Last year, Butterfly Conservation volunteers recorded at least 23 different butterfly species in or near Basing Wood and more surveys are due to take place this year to assess how population numbers are changing.

Steve Wheatley from Butterfly Conservation said: “We’ve been really pleased to work with the Forestry Commission at Basing Wood over the last couple of years to guide habitat enhancements and establish the Butterfly Trail.

“The planting of elms is another really positive step forwards. In a few years, when the new trees begin to flower, our volunteer recorders will start to search them for the White-letter Hairstreak.

“With confirmed sightings nearby in the landscape, there’s a really good chance these trees will be colonised and become a new home for this rare butterfly.”

Forest Holidays has 10 cabin locations across the UK, all supporting the work of the Forestry Commission and the business has further committed £25,000 per year to a Conservation Fund supporting specific ecological initiatives.
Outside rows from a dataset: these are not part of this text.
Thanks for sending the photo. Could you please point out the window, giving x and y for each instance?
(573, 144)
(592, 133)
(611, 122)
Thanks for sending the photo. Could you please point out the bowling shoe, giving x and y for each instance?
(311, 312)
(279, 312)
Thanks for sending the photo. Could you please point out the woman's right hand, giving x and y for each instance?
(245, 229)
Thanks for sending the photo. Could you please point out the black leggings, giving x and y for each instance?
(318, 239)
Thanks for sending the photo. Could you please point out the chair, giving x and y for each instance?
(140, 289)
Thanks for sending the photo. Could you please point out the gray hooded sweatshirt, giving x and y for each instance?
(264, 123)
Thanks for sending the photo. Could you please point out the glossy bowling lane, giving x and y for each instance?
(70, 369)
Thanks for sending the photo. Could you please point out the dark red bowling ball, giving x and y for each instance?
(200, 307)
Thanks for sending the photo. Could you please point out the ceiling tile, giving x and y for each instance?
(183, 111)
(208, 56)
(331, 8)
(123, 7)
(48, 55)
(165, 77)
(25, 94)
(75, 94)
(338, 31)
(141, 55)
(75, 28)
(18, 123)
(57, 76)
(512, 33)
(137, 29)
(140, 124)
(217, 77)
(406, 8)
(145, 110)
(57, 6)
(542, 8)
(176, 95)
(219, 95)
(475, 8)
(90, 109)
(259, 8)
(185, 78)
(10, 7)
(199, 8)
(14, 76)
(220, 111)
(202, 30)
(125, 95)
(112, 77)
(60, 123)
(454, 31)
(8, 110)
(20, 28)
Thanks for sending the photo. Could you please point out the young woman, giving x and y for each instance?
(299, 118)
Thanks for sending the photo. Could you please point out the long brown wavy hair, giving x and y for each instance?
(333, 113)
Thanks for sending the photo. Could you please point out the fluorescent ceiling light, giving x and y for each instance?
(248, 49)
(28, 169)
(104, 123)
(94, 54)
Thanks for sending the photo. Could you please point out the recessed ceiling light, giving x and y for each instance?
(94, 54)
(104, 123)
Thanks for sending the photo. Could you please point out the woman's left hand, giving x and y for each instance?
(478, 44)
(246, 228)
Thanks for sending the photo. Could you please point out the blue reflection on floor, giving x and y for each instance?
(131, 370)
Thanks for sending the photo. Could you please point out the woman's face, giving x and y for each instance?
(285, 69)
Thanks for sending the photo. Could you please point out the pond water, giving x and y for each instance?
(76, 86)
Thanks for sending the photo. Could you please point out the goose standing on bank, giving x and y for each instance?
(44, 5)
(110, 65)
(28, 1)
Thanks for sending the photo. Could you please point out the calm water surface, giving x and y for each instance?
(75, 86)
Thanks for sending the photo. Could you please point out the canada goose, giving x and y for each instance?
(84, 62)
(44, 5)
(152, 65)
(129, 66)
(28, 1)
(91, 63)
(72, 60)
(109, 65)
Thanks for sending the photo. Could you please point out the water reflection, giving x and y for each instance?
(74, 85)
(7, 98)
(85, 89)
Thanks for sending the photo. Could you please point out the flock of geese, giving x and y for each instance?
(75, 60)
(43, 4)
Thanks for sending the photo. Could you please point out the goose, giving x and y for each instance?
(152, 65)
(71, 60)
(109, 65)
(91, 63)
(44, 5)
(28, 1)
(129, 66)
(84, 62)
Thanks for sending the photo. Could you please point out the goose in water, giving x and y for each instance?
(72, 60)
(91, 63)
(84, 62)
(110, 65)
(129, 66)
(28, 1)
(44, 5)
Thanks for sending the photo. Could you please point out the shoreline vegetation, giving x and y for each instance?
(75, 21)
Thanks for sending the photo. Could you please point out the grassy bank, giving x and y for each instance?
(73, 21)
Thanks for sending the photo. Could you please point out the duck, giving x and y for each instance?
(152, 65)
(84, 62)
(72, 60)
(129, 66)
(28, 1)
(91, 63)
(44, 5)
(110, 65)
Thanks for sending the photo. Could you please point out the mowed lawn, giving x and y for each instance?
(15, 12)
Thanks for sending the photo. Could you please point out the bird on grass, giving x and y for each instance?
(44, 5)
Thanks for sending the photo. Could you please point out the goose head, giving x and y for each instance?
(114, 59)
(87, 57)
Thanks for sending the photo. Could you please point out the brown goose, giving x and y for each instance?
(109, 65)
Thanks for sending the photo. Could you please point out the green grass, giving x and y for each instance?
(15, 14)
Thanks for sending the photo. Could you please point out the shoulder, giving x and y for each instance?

Alison Seymour, Forest Holidays Forest Ranger at Blackwood Forest, added: “It’s been really exciting to see this project at Basing Wood flourish over the past two years.

“Our partnership with the Forestry Commission provides a fantastic opportunity to support projects like this across the UK, bringing lasting benefits for the wildlife and flora on our doorsteps. We were thrilled to take part in the Big Butterfly Count at Basing Wood last year, when our team spotted species such as Small Blue, Meadow Brown, Silver Washed Fritillary and White Admiral, as well as the rare Grizzled Skipper.”